Most of Virginia's leaders want to overdevelop that national historic
landmark. The analogy to casinos threatening Gettysburg -- or to
subdivisions that now cannot threaten Monticello, thanks to wise
arrangements there -- is inexact, but germane.
On Jan. 13 (http://hamptonroads.com/2011/01/park-services-time-ft-monroe),
the Pilot's editors urged decision makers to "think big" about the need for
a suitably large national park -- one with "sufficient land ... set aside
... to protect views of the Chesapeake Bay integral to understanding the
fort's role in American history."
But even the Pilot's editors don't understand that it is the Virginia
congressional delegation, not the National Park Service, that really
decides. And that delegation, plus state and local leaders in both parties,
plus the editors of the other local daily, choose narrow parochialism --
which, ironically, actually yields less enrichment, even if you only define
enrichment in terms of dollars.
Virginia's leaders now plan to call parts of the moated fortress a national
park, and then to do their will -- under certain restraints -- with the rest
of the Old Point Comfort national historic landmark. Of course, nobody ever
planned to ruin the moated fortress anyway.
An op-ed
(http://www.dailypress.com/news/opinion/dp-news-oped-corneliussen-0116-20110115,0,897921.story)
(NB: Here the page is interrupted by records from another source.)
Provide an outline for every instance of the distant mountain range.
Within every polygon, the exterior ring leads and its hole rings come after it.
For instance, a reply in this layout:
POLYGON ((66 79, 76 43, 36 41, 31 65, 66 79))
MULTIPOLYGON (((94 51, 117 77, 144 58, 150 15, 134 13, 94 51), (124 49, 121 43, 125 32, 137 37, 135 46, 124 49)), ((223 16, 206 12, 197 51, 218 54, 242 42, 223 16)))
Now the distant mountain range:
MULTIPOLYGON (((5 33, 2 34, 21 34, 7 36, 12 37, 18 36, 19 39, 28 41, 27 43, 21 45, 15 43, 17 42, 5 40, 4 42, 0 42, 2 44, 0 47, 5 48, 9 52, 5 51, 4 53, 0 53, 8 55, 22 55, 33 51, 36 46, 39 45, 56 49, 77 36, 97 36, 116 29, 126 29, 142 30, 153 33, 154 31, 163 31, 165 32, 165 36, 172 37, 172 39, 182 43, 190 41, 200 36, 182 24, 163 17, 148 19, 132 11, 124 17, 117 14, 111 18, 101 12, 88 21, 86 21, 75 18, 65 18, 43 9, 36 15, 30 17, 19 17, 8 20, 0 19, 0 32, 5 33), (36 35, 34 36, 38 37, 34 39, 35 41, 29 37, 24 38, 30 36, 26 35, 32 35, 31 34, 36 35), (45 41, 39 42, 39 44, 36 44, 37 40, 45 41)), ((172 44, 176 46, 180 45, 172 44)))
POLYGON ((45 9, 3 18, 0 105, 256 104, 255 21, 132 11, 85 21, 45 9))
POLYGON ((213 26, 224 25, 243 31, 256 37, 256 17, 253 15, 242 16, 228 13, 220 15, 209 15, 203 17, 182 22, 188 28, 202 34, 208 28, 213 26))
that I published two Sundays ago in the Newport News Daily Press explains my
view of how things now stand. It begins: "Soon an American cultural disaster
will almost certainly engulf post-Army Fort Monroe, a national treasure with
international importance."
Last year, the local PBS people came to my house and shot a lot of footage
of me talking, and then used lots of Fort Monroe photos in assembling a
three-minute-long clip showing the stakes at Fort Monroe:
http://www.youtube.com/watch?v=27e_85dm8s4
No doubt my citing my own op-ed and that YouTube clip constitutes shameless
self-promotion. But it also constitutes the best, most direct way I know to
warn lovers of Virginia history about the once-in-a-millennium American
cultural disaster now unfolding in the commonwealth.
The only way to save Fort Monroe now will be to attract national attention
that could conceivably shame Virginia's leaders out of their narrow -- and
ironically, financially counterproductive -- parochialism.